Gefährliche Nachbarschaft
Der Erfolg weckte besonders bei den adeligen Familien der Umgebung Begehrlichkeiten. Diese führten immer wieder zu Konflikten und Fehden. So berichtet der Böddeker Laienbruder Göbel von Köln im Jahr 1515: „Als ich aus Köln kam, fand ich einen verstörten Haufen von Priestern und Brüdern, die zusammen mit zahlreichen Knechten das Kloster Tag und Nacht bewachten, weil Cort von Brenken jederzeit kommen und uns alle aus dem Kloster jagen könnte. Einige Tage zuvor hatte Cort mit 40 Reitern das Nachbardorf Graffeln überfallen und dort alle Brüder halb tot geschlagen. Und er nahm alles mit was da war und setzte alle Häuser und die Mühle in Brand. Und nur Gott allein hörte unsere Klage.“ Auf effektive Strafen durften die Chorherren damals nicht hoffen, denn die Fehde war legitim, wenn sie zuvor in einem Fehdebrief formgerecht angesagt wurde. Adelige, aber auch Städte oder reiche Bürger nutzen die Fehde, um Rechtsansprüche auf eigene Faust durchzusetzen.

Hilfe aus Rom
Obwohl die Böddeker Chorherren sich bei ihrem Landesherrn, dem Paderborner Bischof beklagten, konnte auch er nicht helfen. Im Frühjahr 1515 zog Bruder Göbel sogar nach Rom, um vom Papst gegen die Herren von Büren und von Brenken einen Kirchenbann zu erbitten. Sein Anliegen hatte Erfolg: Am 2. September wurde die Exkommunikation verkündet. Dabei hatte Cort von Brenken zuvor mit allen Mitteln versucht, die Böddeker Pläne zu vereiteln. Er setzte ein Kopfgeld von 25 Goldgulden aus, das für eine abgeschlagene Hand oder einen abgetrennten Fuß des Laienbruders gezahlt werden sollte. Jeder, der die Tagebücher Bruder Göbels liest, erfährt von den zahlreichen Gefahren, von denen sein Kloster immer wieder heimgesucht wurden: Von Fehden, Krankheiten, Hungersnöten, Hexenverfolgungen und Salzkottener Bürgern! Als der Klostervogt 1525 Gert Suren auf dem Kirchhof in der Sälzerstadt wegen Holzdiebstahls zur Rede stellte, setzte sich dieser gleich mit einer breiten Axt zur Wehr.

Niedergang
Seit der zweiten Hälfte des 16. Jahrhunderts erlahmte die Wirtschaftskraft Böddekens.
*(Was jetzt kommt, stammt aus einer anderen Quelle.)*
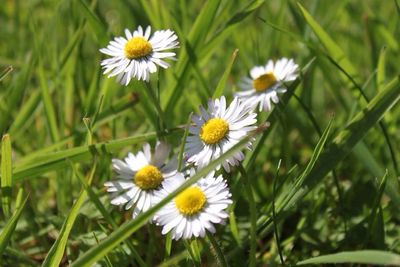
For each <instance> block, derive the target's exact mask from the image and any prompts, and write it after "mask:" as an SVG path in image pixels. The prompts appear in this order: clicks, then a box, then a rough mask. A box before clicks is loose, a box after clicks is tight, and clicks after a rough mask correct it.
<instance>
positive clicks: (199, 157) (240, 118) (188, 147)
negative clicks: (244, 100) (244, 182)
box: [185, 96, 257, 172]
mask: <svg viewBox="0 0 400 267" xmlns="http://www.w3.org/2000/svg"><path fill="white" fill-rule="evenodd" d="M200 111H201V115H194V116H193V118H192V122H193V124H194V125H192V126H191V127H190V128H189V136H188V137H187V139H186V144H185V158H186V161H187V162H188V163H194V165H195V166H197V167H198V168H203V167H205V166H207V165H208V164H209V163H210V162H211V161H213V160H215V159H217V158H219V157H220V156H221V154H223V153H225V152H226V151H228V150H229V149H230V148H232V147H233V146H234V145H236V144H237V143H239V141H240V140H241V139H243V138H244V137H245V136H246V135H247V134H248V132H249V131H252V130H254V129H255V128H256V126H254V124H255V123H256V121H257V120H256V114H255V113H254V112H253V108H252V107H251V106H250V105H246V104H244V103H243V102H242V101H241V100H239V99H238V98H235V99H234V100H233V101H232V103H231V104H230V105H229V107H228V108H227V107H226V101H225V97H224V96H222V97H221V98H220V99H216V100H214V101H213V100H209V101H208V111H206V110H205V109H204V108H203V107H202V106H200ZM250 147H251V142H249V143H248V145H247V148H248V149H250ZM243 159H244V155H243V152H241V151H238V152H236V153H235V154H234V155H233V156H232V157H230V158H228V159H227V160H226V161H225V162H223V163H222V166H223V167H224V169H225V170H226V171H227V172H229V171H230V167H229V166H235V165H238V164H239V162H240V161H242V160H243ZM220 167H221V166H218V167H217V170H218V169H220Z"/></svg>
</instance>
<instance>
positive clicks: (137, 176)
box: [133, 165, 164, 190]
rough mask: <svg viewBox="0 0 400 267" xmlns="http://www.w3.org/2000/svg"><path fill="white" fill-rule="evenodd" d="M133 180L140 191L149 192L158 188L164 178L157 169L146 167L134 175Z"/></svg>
mask: <svg viewBox="0 0 400 267" xmlns="http://www.w3.org/2000/svg"><path fill="white" fill-rule="evenodd" d="M133 180H134V182H135V184H136V185H137V186H138V187H139V188H140V189H143V190H150V189H156V188H157V187H158V186H160V184H161V182H162V181H163V180H164V178H163V177H162V174H161V172H160V171H159V170H158V169H157V167H155V166H153V165H146V166H144V167H143V168H141V169H140V170H139V171H138V172H137V173H136V174H135V176H134V177H133Z"/></svg>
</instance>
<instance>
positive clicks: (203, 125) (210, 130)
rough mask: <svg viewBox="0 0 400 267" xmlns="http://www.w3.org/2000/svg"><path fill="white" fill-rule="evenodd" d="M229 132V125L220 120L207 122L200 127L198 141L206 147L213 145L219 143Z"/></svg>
mask: <svg viewBox="0 0 400 267" xmlns="http://www.w3.org/2000/svg"><path fill="white" fill-rule="evenodd" d="M228 131H229V124H228V123H227V122H226V121H225V120H223V119H220V118H213V119H210V120H208V121H207V122H206V123H204V124H203V126H201V129H200V139H201V140H203V142H204V143H206V144H207V145H213V144H216V143H218V142H219V141H221V139H223V138H224V137H225V135H226V133H227V132H228Z"/></svg>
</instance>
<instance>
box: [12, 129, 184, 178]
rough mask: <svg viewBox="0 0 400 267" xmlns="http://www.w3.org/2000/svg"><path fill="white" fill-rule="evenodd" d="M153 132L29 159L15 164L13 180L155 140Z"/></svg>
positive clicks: (89, 158)
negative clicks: (31, 158) (144, 141)
mask: <svg viewBox="0 0 400 267" xmlns="http://www.w3.org/2000/svg"><path fill="white" fill-rule="evenodd" d="M181 130H182V129H181V128H173V129H169V130H167V131H165V132H164V133H163V135H170V134H173V133H176V132H177V131H181ZM156 136H157V134H156V133H155V132H151V133H147V134H141V135H136V136H132V137H128V138H122V139H118V140H113V141H109V142H104V143H98V144H95V145H90V146H80V147H75V148H71V149H66V150H62V151H58V152H54V153H50V154H47V155H42V156H38V157H37V158H33V159H29V160H27V161H24V162H23V163H20V164H17V165H16V167H15V168H14V170H13V179H14V180H15V181H19V180H21V179H26V178H27V177H29V178H32V177H34V176H38V175H40V174H43V173H45V172H48V171H54V170H57V169H59V168H65V167H67V166H68V165H69V163H68V161H72V162H78V161H80V162H81V161H85V160H90V159H91V158H93V156H94V155H102V154H107V153H111V152H113V151H116V150H118V149H121V148H123V147H126V146H128V145H132V144H137V143H140V142H143V141H147V140H150V139H154V138H156Z"/></svg>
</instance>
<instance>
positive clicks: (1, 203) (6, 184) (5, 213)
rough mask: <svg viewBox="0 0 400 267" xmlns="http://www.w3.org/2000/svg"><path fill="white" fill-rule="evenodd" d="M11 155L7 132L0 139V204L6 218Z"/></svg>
mask: <svg viewBox="0 0 400 267" xmlns="http://www.w3.org/2000/svg"><path fill="white" fill-rule="evenodd" d="M11 157H12V155H11V140H10V136H9V135H8V134H5V135H3V138H2V140H1V206H2V208H3V213H4V216H5V217H6V218H8V217H10V203H11V195H12V158H11Z"/></svg>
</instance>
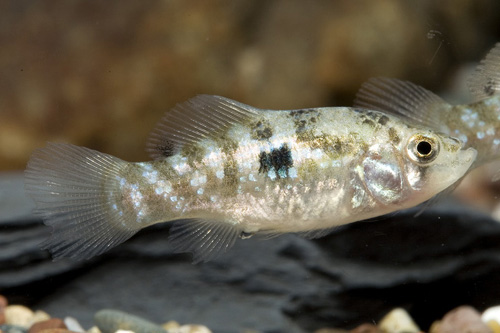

Mit der Säkularisation im Jahre 1803 wurde das Kloster schließlich aufgelöst und in eine Staatsdomäne umgewandelt. 1805 wurde die Kirche bis auf zwei Geschosse des romanischen Westturmes und die Reste des Chores abgerissen. Seit 1822 befindet sich das ehemalige Kloster im Besitz der Familie von Mallinckrodt.

Buchtipp: Die Chronik Bruder Göbels. Aufzeichnungen eines Laienbruders aus dem Klosters Böddeken 1502 bis 1533, Hrsg. v. Heinrich Rüthing, Bielefeld 2005.